Getting Started with LitmusChaos

Installation Options

Helm Installation (Recommended for production):

  
helm repo add litmuschaos https://litmuschaos.github.io/litmus-helm/
helm repo update

# Install with custom values
helm install litmus litmuschaos/litmus \
  --namespace=litmus \
  --create-namespace \
  --set portal.server.service.type=LoadBalancer \
  --set mongodb.service.port=27017

Kubectl Installation (Quick start):

kubectl apply -f https://litmuschaos.github.io/litmus/2.14.0/litmus-2.14.0.yaml

Verify Installation:

kubectl get pods -n litmus
kubectl get crds | grep chaos

First Experiment

Create a simple pod deletion experiment:

  
# Install experiment definition
kubectl apply -f https://hub.litmuschaos.io/api/chaos/2.14.0?file=charts/generic/pod-delete/experiment.yaml

# Create chaos engine
cat <<EOF | kubectl apply -f -
apiVersion: litmuschaos.io/v1alpha1
kind: ChaosEngine
metadata:
  name: nginx-chaos
  namespace: default
spec:
  appinfo:
    appns: 'default'
    applabel: 'app=nginx'
    appkind: 'deployment'
  chaosServiceAccount: litmus-admin
  experiments:
  - name: pod-delete
    spec:
      components:
        env:
        - name: TOTAL_CHAOS_DURATION
          value: '30'
        - name: CHAOS_INTERVAL
          value: '10'
        - name: FORCE
          value: 'false'
EOF

Check experiment results:

kubectl get chaosresult
kubectl describe chaosresult nginx-chaos-pod-delete

Hands-on Demo: Litmus on Azure AKS

I built a complete demo to get you started fast:

🔗 Litmus Chaos Azure Demo

What’s included:

Component	Description	Value for SRE Teams
AKS Setup	Complete cluster configuration	Production-ready environment
Installation Guide	Step-by-step Litmus deployment	Quick start implementation
SRE Experiments	Pod failures, network chaos, node disruptions	Real-world test scenarios
Azure Monitor	Observability integration	Enterprise monitoring
Incident Scenarios	Based on actual production incidents	Proven failure patterns
Templates	Infrastructure and experiment templates	Accelerated deployment

Built for SRE teams who want to start chaos engineering today.
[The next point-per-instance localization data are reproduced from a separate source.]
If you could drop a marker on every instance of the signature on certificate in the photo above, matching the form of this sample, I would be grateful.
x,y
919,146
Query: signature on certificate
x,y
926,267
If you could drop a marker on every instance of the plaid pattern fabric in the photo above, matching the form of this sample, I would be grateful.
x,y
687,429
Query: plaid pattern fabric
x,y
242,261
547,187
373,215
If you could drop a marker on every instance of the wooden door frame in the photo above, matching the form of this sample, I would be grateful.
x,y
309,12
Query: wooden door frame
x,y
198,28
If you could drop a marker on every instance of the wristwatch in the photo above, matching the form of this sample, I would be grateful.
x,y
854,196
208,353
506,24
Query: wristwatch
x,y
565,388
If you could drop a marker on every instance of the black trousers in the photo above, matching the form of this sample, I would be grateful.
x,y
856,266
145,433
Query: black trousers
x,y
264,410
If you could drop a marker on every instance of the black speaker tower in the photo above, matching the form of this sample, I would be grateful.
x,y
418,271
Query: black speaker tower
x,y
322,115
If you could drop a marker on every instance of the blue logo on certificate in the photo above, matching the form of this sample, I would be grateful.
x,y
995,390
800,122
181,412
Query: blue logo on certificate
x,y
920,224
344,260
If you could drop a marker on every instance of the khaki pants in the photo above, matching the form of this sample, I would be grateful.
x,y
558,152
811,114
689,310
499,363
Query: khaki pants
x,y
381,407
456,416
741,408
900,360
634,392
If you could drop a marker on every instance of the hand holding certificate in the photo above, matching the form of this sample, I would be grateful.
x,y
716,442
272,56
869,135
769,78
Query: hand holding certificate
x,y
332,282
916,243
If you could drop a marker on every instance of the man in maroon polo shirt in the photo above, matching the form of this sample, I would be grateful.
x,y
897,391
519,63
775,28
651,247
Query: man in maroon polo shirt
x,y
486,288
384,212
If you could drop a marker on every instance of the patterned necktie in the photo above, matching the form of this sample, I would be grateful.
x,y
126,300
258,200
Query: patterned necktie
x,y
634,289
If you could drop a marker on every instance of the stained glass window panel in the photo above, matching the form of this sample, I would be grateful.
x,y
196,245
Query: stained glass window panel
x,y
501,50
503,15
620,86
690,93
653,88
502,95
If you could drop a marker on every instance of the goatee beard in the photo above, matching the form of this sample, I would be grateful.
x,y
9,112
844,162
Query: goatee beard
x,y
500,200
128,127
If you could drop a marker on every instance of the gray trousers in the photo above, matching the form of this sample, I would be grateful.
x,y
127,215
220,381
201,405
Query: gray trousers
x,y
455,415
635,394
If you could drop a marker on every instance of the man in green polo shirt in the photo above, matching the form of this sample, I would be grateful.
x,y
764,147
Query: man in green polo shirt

LitmusChaos transforms how SRE teams approach reliability testing. By systematically introducing failures, teams build confidence in their systems and discover weaknesses before customers do. Start small, automate everything, and measure the impact on your reliability metrics.

This post is licensed under CC BY 4.0 by the author.